Muy pronto, Paula se sintió agotada y comenzó a retrasarse. 


Él le tiró del brazo y le gritó al oído:
—Si no te apresuras, mis pisadas quedarán cubiertas por la nieve, y entonces estaremos perdidos. ¿Eso es lo que quieres? —La sacudió con suavidad y ella lo miró con miedo y negó con la cabeza, y los dos continuaron con el ascenso por la colina.


Paula se resbaló en los escalones que conducían al porche del frente, cayó hacia adelante y se apoyó en las manos para no golpearse. Pedro le puso las manos debajo de los hombros y la levantó sin cortesía ni suavidad. Abrió la puerta con el hombro y la empujó adentro.

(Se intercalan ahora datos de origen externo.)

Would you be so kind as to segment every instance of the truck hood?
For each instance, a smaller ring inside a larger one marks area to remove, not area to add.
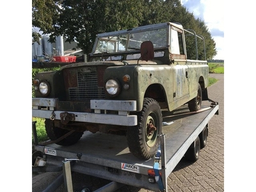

Paula tenía los pies helados e insensibles cuando avanzó hacia la escalera. Su intención era escapar de Pedro. El debió de haberlo sospechado, porque se le acercó por atrás, le aferró la muñeca y la arrastró hacia la chimenea.


—No te atrevas a moverte —le ordenó con voz amenazadora. Se arrodilló y avivó el fuego con un atizador antes de poner más leños en el hogar. Cuando vio que se encendían, miró a Paula.


Si ella no hubiera estado congelada hasta los huesos y temblando, la mirada de Pedro le habría helado la sangre. 


Sus ojos verdes brillaban de furia y tenía la mandíbula apretada.


Paula entrecerró los ojos cuando vio que él levantaba los brazos. Pero, en lugar de golpearla, como esperaba, la tomó por los hombros y la apretó contra su cuerpo hasta que ella tuvo que inclinar la cabeza hacia atrás para poder mirarlo.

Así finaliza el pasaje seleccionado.